Expulsion et trêve hivernale : procédure, délais, protections

🗓 À jour 2026 — contenu juridique vérifié le 8 juillet 2026. Indices, plafonds et textes évoluent : les repères donnés sont ceux en vigueur à cette date.

Réponse rapide : aucune expulsion n’est possible sans décision de justice — jamais par la seule volonté du bailleur (changer la serrure ou couper l’eau est un délit). La procédure pour impayés suit des étapes obligées : commandement de payer (6 semaines pour régler), assignation, audience, jugement, commandement de quitter les lieux (2 mois), puis concours de la force publique. La trêve hivernale suspend l’exécution des expulsions du 1ᵉʳ novembre au 31 mars. À chaque étape, des solutions existent — et plus vous agissez tôt, plus elles sont nombreuses.
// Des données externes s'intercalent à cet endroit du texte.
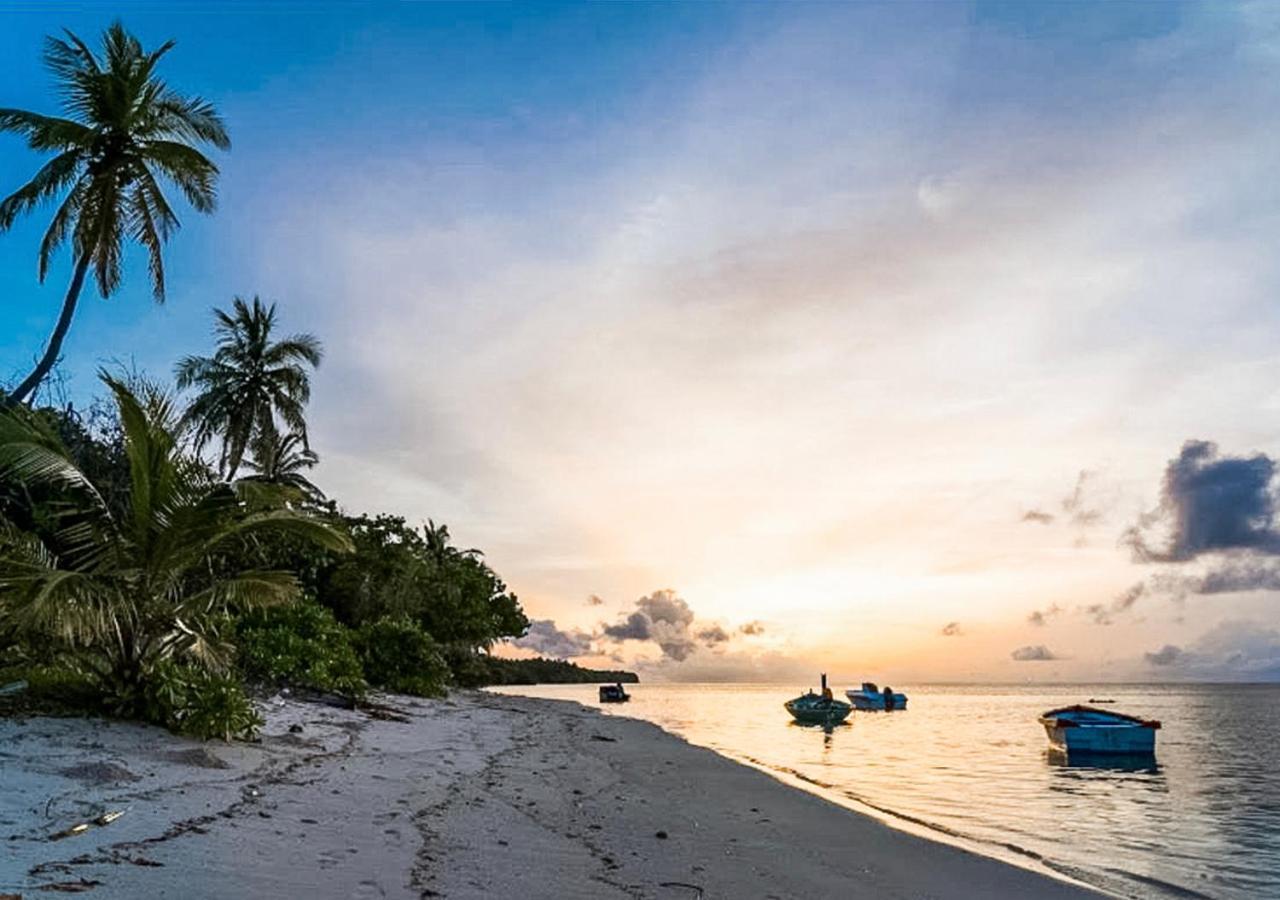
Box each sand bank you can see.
[0,693,1096,900]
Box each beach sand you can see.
[0,691,1097,900]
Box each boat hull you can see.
[845,690,906,712]
[1039,705,1160,757]
[782,700,854,725]
[1044,723,1156,755]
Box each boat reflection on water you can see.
[1044,748,1160,775]
[787,719,854,754]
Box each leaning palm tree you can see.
[0,22,230,402]
[242,429,324,503]
[0,375,349,714]
[175,297,324,479]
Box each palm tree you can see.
[0,22,230,402]
[0,375,349,714]
[175,297,324,479]
[242,429,324,503]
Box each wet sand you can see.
[0,691,1098,900]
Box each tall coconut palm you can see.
[0,376,349,714]
[242,429,324,502]
[0,22,230,402]
[174,297,324,479]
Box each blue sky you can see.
[0,3,1280,682]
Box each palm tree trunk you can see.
[9,253,90,403]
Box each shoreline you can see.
[0,691,1105,900]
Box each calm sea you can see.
[488,684,1280,900]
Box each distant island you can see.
[468,657,640,687]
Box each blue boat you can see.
[782,675,854,725]
[1039,705,1160,755]
[845,681,906,712]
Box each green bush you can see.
[356,616,449,696]
[237,603,367,696]
[0,663,102,714]
[142,662,262,741]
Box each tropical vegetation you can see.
[0,24,634,739]
[0,22,230,402]
[174,297,324,478]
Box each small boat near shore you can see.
[845,681,906,712]
[782,675,854,725]
[1039,705,1160,755]
[600,685,631,703]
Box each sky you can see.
[0,3,1280,684]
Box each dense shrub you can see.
[236,603,366,696]
[0,654,102,714]
[355,616,449,696]
[142,662,262,741]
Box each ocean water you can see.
[488,684,1280,900]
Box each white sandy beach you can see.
[0,693,1096,900]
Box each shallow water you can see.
[488,684,1280,900]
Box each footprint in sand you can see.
[351,881,387,900]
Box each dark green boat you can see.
[782,675,854,725]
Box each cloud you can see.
[602,590,701,662]
[1027,603,1062,627]
[694,625,728,647]
[1143,620,1280,681]
[1142,644,1183,666]
[1009,644,1059,662]
[1084,581,1147,625]
[1062,469,1102,527]
[1194,559,1280,594]
[511,618,591,659]
[1123,440,1280,562]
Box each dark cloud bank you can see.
[512,590,764,662]
[1143,621,1280,681]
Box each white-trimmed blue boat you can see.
[845,681,906,712]
[1039,705,1160,755]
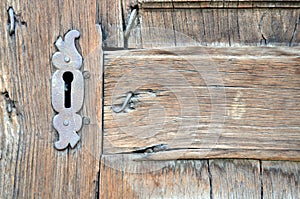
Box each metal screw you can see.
[64,120,69,126]
[82,71,91,79]
[64,57,70,63]
[83,117,91,125]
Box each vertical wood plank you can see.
[0,0,102,198]
[209,160,261,199]
[262,161,300,199]
[100,154,210,199]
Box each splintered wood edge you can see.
[138,0,300,9]
[128,149,300,161]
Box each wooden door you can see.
[0,0,300,198]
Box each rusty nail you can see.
[111,91,133,113]
[82,71,91,79]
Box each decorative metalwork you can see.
[51,30,84,150]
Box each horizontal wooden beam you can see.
[104,47,300,160]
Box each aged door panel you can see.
[103,47,300,160]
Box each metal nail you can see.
[8,7,15,35]
[82,71,91,79]
[111,91,133,113]
[83,117,91,125]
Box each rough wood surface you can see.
[0,0,102,198]
[209,160,261,199]
[100,154,210,199]
[99,0,300,48]
[104,47,300,160]
[262,161,300,199]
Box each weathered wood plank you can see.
[100,154,210,199]
[0,0,102,198]
[262,161,300,199]
[104,47,300,159]
[209,160,261,199]
[99,0,300,48]
[140,6,300,48]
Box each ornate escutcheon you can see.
[51,30,84,150]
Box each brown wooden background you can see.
[0,0,300,198]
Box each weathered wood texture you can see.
[262,161,300,199]
[99,153,300,199]
[0,0,102,198]
[99,0,300,48]
[100,154,210,199]
[104,47,300,160]
[209,160,261,199]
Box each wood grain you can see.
[104,47,300,160]
[100,154,210,199]
[99,0,300,48]
[209,160,261,199]
[262,161,300,199]
[0,0,102,198]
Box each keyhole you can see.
[63,71,74,108]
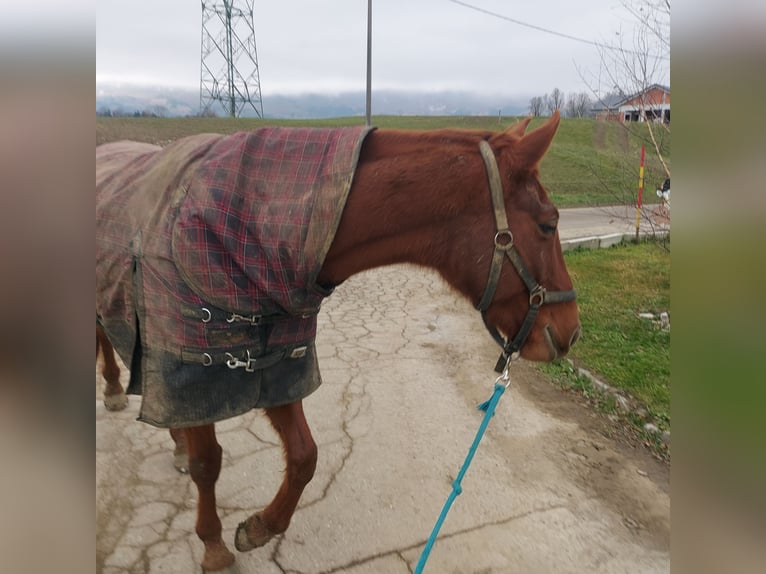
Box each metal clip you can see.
[226,350,256,373]
[495,364,513,389]
[288,345,306,359]
[226,313,261,325]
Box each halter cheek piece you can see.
[476,140,575,373]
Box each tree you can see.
[546,88,564,115]
[529,96,543,117]
[580,0,670,178]
[564,92,593,118]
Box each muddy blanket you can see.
[96,128,369,427]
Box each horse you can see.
[96,113,581,572]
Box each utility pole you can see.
[199,0,263,118]
[365,0,372,126]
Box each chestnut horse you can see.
[97,113,580,571]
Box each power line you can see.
[447,0,670,60]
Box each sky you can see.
[96,0,668,96]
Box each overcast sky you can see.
[96,0,669,95]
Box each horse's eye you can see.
[538,222,556,235]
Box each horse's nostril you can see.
[569,325,580,347]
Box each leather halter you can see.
[476,140,576,373]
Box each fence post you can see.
[636,146,646,242]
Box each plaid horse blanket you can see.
[96,127,370,428]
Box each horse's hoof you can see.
[173,452,189,474]
[234,514,274,552]
[104,393,128,411]
[201,543,234,574]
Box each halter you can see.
[476,140,576,373]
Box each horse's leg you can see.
[185,424,234,572]
[96,327,128,411]
[234,401,317,552]
[170,429,189,474]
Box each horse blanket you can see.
[96,127,370,428]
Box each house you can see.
[591,84,670,124]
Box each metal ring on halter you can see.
[495,229,513,251]
[529,285,545,307]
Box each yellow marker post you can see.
[636,146,646,241]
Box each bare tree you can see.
[548,88,564,114]
[564,92,592,118]
[580,0,670,178]
[529,96,543,117]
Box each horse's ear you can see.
[517,110,561,168]
[505,116,532,138]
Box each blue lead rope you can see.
[414,380,507,574]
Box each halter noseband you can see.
[476,140,576,373]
La procédure, étape par étape (impayés)

Étape Ce qui se passe Vos leviers
1. Commandement de payer Acte de commissaire de justice : 6 semaines pour régler la dette Payer, négocier un échéancier, saisir le FSL, contacter l’ADIL — le commandement est aussi signalé à la CCAPEX
2. Assignation Convocation au tribunal (JCP), notifiée au préfet Diagnostic social et financier ; préparez l’audience (aides, dossier)
3. Audience et jugement Le juge constate ou non la résiliation du bail Venez ! Le juge peut accorder des délais de paiement et maintenir le bail si la reprise du paiement est crédible
4. Commandement de quitter les lieux 2 mois avant toute exécution Demander des délais au juge de l’exécution (3 mois à 1 an selon situation) ; solliciter un relogement (DALO le cas échéant)
5. Concours de la force publique Expulsion effective, hors trêve hivernale Le refus de concours par le préfet ouvre droit à indemnisation du bailleur — pas à votre expulsion sauvage
La trêve hivernale (1ᵉʳ novembre – 31 mars). Elle suspend l’exécution forcée des expulsions — mais pas la procédure : audiences et jugements continuent, et la dette court. Exceptions : relogement adapté assuré, squat du domicile d’autrui, arrêté de péril. Pendant la trêve, les coupures d’énergie pour impayés sont également interdites dans la résidence principale. Utilisez ce temps : plan d’apurement, FSL, dossier de surendettement (qui suspend les poursuites), demande de logement social.
💡 Le réflexe qui change tout : agir au premier impayé. Contactez le bailleur avant qu’il n’agisse (un échéancier amiable écrit vaut mieux que tout — nos lettres types aident à formaliser), l’ADIL (conseil gratuit), la CAF (le maintien de l’aide au logement est possible avec un plan d’apurement), le FSL (prise en charge partielle des dettes), et l’assistante sociale de secteur. La CCAPEX coordonne la prévention : plus le dossier arrive tôt, plus les issues sont favorables — notre article loyers impayés déroule le plan d’action complet.
L’expulsion « maison » est un délit. Serrure changée, meubles sortis, eau ou électricité coupées, menaces : le bailleur qui se fait justice lui-même encourt 3 ans d’emprisonnement et 30 000 € d’amende. Plainte, référé pour réintégration, dommages-intérêts : ne laissez rien passer, même en situation d’impayé — la dette n’efface pas vos droits fondamentaux — pas plus qu’elle ne suspend l’inviolabilité de votre domicile, détaillée dans visite du propriétaire.

FAQ — expulsion

Je peux reprendre les paiements : le bail peut-il être sauvé ?

Oui, tant que le jugement n’est pas définitif : le juge peut accorder des délais et suspendre la clause résolutoire si la reprise du loyer courant est réelle. D’où l’importance capitale de se présenter à l’audience avec un plan crédible.

La trêve hivernale protège-t-elle aussi de la résiliation du bail ?

Non : elle suspend seulement l’exécution forcée. Jugements et commandements continuent de tomber — et la dette de grossir. La trêve est un délai à utiliser, pas une amnistie.

Mon garant est-il poursuivi en même temps que moi ?

Le commandement de payer doit être signifié à la caution (dans les 15 jours), qui peut être poursuivie pour la dette — pas expulsée, évidemment. Prévenez votre garant tôt : sa capacité à négocier s’ajoute à la vôtre.